Anal Chim Acta. 2011 Oct 31;705(1-2):123-34. doi: 10.1016/j.aca.2011.04.025. Epub 2011 Apr 22.
Kernel partial least squares (KPLS) and support vector regression (SVR) have become popular techniques for regression of complex non-linear data sets. The modeling is performed by mapping the data in a higher dimensional feature space through the kernel transformation. The disadvantage of such a transformation is, however, that information about the contribution of the original variables in the regression is lost. In this paper we introduce a method which can retrieve and visualize the contribution of the variables to the regression model and the way the variables contribute to the regression of complex data sets.

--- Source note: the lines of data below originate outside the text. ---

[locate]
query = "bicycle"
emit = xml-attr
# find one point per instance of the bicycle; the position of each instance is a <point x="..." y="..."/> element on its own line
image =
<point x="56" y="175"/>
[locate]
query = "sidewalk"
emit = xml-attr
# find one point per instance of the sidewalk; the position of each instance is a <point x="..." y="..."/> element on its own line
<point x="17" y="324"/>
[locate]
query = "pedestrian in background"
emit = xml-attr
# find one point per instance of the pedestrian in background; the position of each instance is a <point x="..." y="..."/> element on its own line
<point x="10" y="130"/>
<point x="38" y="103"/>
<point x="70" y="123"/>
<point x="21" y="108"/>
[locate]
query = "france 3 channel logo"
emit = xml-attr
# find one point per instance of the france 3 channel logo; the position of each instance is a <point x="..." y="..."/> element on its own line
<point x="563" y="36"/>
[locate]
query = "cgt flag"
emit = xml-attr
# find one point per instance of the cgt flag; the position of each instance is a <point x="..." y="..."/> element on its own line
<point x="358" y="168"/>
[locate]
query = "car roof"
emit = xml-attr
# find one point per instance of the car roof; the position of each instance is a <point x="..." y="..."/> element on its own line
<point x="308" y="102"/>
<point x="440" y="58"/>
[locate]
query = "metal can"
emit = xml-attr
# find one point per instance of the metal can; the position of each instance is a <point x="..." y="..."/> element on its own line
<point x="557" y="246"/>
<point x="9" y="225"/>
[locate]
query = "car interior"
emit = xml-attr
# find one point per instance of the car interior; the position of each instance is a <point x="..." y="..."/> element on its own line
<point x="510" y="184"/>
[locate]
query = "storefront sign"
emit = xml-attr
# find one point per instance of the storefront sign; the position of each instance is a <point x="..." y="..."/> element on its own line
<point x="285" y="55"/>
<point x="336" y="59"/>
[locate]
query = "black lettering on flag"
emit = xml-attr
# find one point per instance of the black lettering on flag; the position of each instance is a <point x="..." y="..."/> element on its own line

The method is based on the visualization of trajectories using so-called pseudo samples representing the original variables in the data. We test and illustrate the proposed method to several synthetic and real benchmark data sets. The results show that for linear and non-linear regression models the important variables were identified with corresponding linear or non-linear trajectories. The results were verified by comparing with ordinary PLS regression and by selecting those variables which were indicated as important and rebuilding a model with only those variables.
核偏最小二乘 (KPLS) 和支持向量回归 (SVR) 已成为复杂非线性数据集回归的流行技术。通过核变换将数据映射到更高维的特征空间来进行建模。然而,这种变换的缺点是,关于原始变量在回归中的贡献的信息丢失了。在本文中,我们介绍了一种可以检索和可视化变量对回归模型的贡献以及变量对复杂数据集回归的贡献方式的方法。该方法基于使用所谓的伪样本对轨迹进行可视化,伪样本代表数据中的原始变量。我们使用几个合成和真实基准数据集对所提出的方法进行了测试和说明。结果表明,对于线性和非线性回归模型,可以用相应的线性或非线性轨迹来识别重要变量。通过与普通偏最小二乘回归进行比较,并选择那些被指示为重要的变量,并仅使用这些变量重建一个模型,验证了结果。